Pur accertato quanto sopra, non per ciò solo poteva dirsi interrotto il decorso del termine di prescrizione per effetto della comunicazione del 1982 in quanto la stessa è stata interpretata dalla Corte distrettuale – con motivazione congrua e non censurata in relazione alla violazione delle norme di ermeneutica- come diretta a regolamentare il rapporto relativo all’appartamento: ciò però non comportava di per sè alcun riconoscimento del diritto – immediato e senza condizioni- alla retrocessione del medesimo.

3- Il F. si duole infine, con il terzo morivo, che la Corte territoriale abbia ritenuto che la mancata opposizione all’inumazione di sfratto avrebbe permesso di ritenere incontroversi sia l’esistenza di un contratto di locazione, sia l’ammontare dei canoni, sostenendo al contrario che sia l’uno che gli altri avrebbero dovuto essere in concreto provati.
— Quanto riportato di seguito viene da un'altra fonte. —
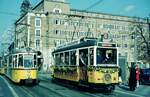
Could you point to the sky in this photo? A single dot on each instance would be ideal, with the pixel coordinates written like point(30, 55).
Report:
point(10, 10)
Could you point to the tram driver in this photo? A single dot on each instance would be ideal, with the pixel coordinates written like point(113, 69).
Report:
point(82, 59)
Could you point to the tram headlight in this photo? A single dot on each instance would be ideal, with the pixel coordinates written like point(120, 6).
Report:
point(107, 77)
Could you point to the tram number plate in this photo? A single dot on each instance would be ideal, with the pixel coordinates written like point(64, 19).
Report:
point(28, 73)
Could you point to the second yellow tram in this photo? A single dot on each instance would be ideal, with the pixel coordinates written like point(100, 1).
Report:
point(22, 66)
point(87, 62)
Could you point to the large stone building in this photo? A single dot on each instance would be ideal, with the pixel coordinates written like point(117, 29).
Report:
point(52, 22)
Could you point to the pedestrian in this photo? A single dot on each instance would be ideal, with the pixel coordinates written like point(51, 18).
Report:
point(132, 78)
point(137, 75)
point(120, 79)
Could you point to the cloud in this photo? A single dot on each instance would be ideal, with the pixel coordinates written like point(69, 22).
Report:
point(129, 8)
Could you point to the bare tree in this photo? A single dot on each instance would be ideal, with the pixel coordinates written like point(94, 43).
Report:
point(141, 34)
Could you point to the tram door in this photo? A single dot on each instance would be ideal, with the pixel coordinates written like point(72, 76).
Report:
point(83, 63)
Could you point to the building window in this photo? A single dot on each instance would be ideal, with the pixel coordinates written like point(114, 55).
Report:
point(37, 22)
point(37, 44)
point(38, 32)
point(125, 45)
point(57, 10)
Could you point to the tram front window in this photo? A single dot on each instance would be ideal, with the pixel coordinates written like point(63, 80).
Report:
point(106, 56)
point(28, 61)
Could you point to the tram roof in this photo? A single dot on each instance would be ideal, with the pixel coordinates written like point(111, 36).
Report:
point(23, 50)
point(83, 42)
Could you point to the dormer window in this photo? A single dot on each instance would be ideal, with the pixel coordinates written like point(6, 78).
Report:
point(57, 10)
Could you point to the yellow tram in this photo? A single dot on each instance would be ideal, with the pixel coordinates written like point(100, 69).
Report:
point(22, 66)
point(2, 69)
point(87, 62)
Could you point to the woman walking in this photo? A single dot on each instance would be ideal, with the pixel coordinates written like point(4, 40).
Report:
point(132, 78)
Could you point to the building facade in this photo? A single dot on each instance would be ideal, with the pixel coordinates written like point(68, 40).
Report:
point(52, 22)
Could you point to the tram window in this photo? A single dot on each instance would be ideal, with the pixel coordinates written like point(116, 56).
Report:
point(14, 61)
point(91, 53)
point(62, 59)
point(20, 61)
point(28, 61)
point(35, 60)
point(83, 57)
point(73, 58)
point(66, 58)
point(106, 56)
point(57, 59)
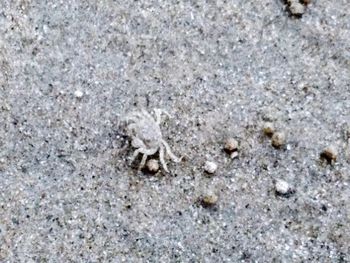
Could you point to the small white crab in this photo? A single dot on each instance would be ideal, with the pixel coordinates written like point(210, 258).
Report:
point(147, 138)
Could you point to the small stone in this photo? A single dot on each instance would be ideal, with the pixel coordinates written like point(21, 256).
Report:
point(329, 154)
point(282, 187)
point(209, 199)
point(152, 165)
point(234, 155)
point(296, 8)
point(78, 94)
point(210, 167)
point(278, 139)
point(268, 129)
point(231, 145)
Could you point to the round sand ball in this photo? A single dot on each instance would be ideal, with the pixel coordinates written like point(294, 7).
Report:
point(268, 129)
point(282, 187)
point(231, 145)
point(278, 139)
point(210, 167)
point(305, 2)
point(329, 154)
point(296, 8)
point(209, 200)
point(152, 165)
point(78, 94)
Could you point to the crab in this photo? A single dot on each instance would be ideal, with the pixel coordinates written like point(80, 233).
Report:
point(147, 138)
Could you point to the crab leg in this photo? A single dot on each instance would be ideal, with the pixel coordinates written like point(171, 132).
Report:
point(161, 158)
point(143, 161)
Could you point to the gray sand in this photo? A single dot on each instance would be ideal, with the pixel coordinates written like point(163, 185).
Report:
point(221, 68)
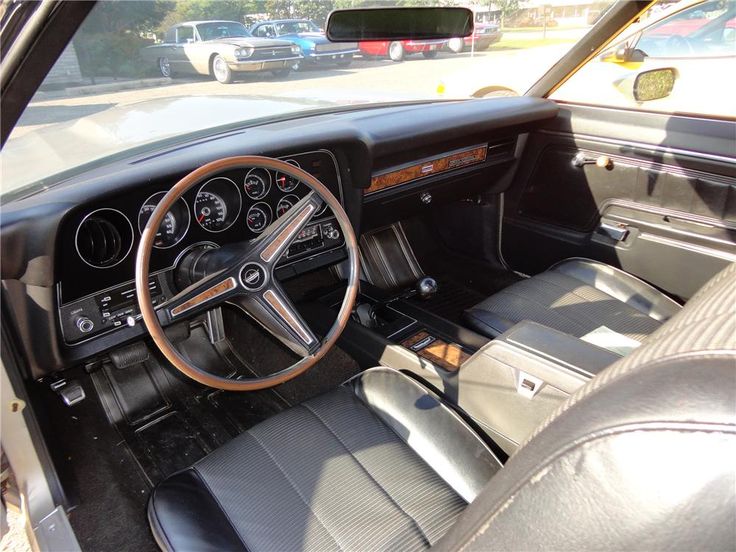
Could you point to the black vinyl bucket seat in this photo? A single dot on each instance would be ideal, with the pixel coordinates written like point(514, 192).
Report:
point(642, 457)
point(576, 296)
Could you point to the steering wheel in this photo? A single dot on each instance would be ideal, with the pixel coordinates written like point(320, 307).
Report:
point(242, 274)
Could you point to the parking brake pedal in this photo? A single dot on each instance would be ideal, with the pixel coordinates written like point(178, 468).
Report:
point(70, 392)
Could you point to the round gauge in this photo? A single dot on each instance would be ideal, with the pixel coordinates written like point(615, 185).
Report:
point(285, 182)
point(217, 204)
point(259, 217)
point(257, 183)
point(172, 228)
point(286, 203)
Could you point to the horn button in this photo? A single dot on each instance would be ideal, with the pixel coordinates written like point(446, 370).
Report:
point(253, 276)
Il morivo è fondato per quanto di ragione.

3/a – Invero questa Corte non ritiene di discostarsi dall’insegnamento di legittimità, anche di recente ribadito (cfr.

Cass. n. 8013/2009; Cass. 2280/2005; Cass. 6406/1999), secondo il quale l’ordinanza di convalida di sfratto per morosità, una volta preclusa l’opposizione ex art. 668 c.p.c., acquista efficacia di cosa giudicata in senso sostanziale in ordine alla pregressa esistenza della locazione ed alla qualità di locatore dell’intimante e di conduttore dell’intimato ma detta preclusione non può estendersi alla esistenza e misura dei canoni.
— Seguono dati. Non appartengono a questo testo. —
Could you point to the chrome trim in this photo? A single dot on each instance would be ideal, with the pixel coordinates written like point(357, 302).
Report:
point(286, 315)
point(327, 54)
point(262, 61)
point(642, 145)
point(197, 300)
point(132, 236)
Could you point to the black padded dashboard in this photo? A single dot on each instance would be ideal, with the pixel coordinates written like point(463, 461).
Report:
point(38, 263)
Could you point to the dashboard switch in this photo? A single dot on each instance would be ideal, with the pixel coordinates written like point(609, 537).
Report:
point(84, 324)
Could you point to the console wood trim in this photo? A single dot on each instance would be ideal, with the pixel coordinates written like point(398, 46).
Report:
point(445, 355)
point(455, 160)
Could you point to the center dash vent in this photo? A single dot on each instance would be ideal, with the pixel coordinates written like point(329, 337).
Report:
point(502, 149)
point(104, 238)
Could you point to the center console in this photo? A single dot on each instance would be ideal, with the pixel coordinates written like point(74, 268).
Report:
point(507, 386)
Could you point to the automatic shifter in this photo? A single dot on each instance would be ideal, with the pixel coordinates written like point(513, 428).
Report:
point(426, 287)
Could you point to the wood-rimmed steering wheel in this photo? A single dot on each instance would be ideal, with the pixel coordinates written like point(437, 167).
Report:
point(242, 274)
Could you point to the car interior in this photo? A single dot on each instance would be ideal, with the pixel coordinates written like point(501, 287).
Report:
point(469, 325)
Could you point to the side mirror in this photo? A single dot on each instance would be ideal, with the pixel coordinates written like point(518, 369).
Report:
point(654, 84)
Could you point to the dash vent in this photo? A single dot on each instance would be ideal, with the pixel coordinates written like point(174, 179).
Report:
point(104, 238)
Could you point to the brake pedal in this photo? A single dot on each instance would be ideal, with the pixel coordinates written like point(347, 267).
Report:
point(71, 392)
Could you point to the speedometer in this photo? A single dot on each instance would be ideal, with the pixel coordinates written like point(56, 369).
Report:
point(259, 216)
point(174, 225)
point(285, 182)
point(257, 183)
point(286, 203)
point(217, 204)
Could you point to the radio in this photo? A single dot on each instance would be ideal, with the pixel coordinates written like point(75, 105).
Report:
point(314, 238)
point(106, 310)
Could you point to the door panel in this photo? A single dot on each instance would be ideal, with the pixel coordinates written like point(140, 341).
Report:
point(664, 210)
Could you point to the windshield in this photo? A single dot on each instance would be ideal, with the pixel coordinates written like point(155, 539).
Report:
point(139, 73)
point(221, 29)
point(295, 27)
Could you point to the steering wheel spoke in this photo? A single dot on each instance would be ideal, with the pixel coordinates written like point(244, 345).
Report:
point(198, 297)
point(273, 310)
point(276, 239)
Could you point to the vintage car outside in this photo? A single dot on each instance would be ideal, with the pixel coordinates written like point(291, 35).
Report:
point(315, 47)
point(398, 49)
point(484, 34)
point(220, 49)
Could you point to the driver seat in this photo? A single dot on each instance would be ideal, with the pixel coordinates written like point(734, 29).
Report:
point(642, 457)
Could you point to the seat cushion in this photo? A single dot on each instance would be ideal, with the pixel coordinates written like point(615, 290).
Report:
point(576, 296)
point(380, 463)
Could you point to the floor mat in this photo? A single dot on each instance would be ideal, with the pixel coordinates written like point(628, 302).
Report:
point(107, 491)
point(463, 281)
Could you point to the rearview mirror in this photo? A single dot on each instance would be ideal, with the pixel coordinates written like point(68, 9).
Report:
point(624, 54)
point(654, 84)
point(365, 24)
3/b – Tale principio trova adeguata applicazione alla fattispecie in esame dal momento che, secondo la narrativa di fatto contenuta nella intimazione di sfratto, trascritta a fol 9 della sentenza di appello, l’attuale intimata aveva commisurato l’inadempimento del fratello, quale conduttore, ad un ammontare mensile dei canoni, pari – quanto meno- a quello stabilito dalla L. n. 392 del 1978, senza specificare se tale misura fosse stata effettivamente concordata o se potesse trovare applicazione automatica al caso concreto: se ne ricava che la preclusione pro judicato derivante dalla mancata opposizione all’intimazione era limitata all’esistenza di un inadempimento ma non alla misura dello stesso.

3/c – Ne consegue che questa Corte, non essendo necessari altri accertamenti da demandare al giudice del rinvio, può decidere nel merito respingendo la domanda di pagamento dei canoni, in riforma della sentenza di appello.

4 – Le spese del giudizio di appello e del procedimento di legittimità vanno regolate in considerazione della soccombenza dell’intimata, secondo quanto indicato in dispositivo.

P.Q.M.

La Corte di Cassazione, respinge i primi due motivi e, in accoglimento del terzo, cassa la sentenza impugnata nel capo in cui, in riforma di quella di primo grado, aveva condannato F. S. al pagamento di L. 17.696.280, confermando nel resto la gravata decisione. Condanna F.G. al pagamento delle spese del giudizio di appello e del presente procedimento di legittimità, liquidandole, quanto alle prime, in Euro 1.200,00 di cui Euro 400,00 per spese vive; quanto alle seconde, in Euro 1.500,00 di cui Euro 200,00 per spese vive oltre, per entrambi i giudizi, IVA, GAP e spese generali come per legge.

Così deciso in Roma, nella Camera di consiglio della Seconda Sezione Civile della Cassazione, il 12 gennaio 2011.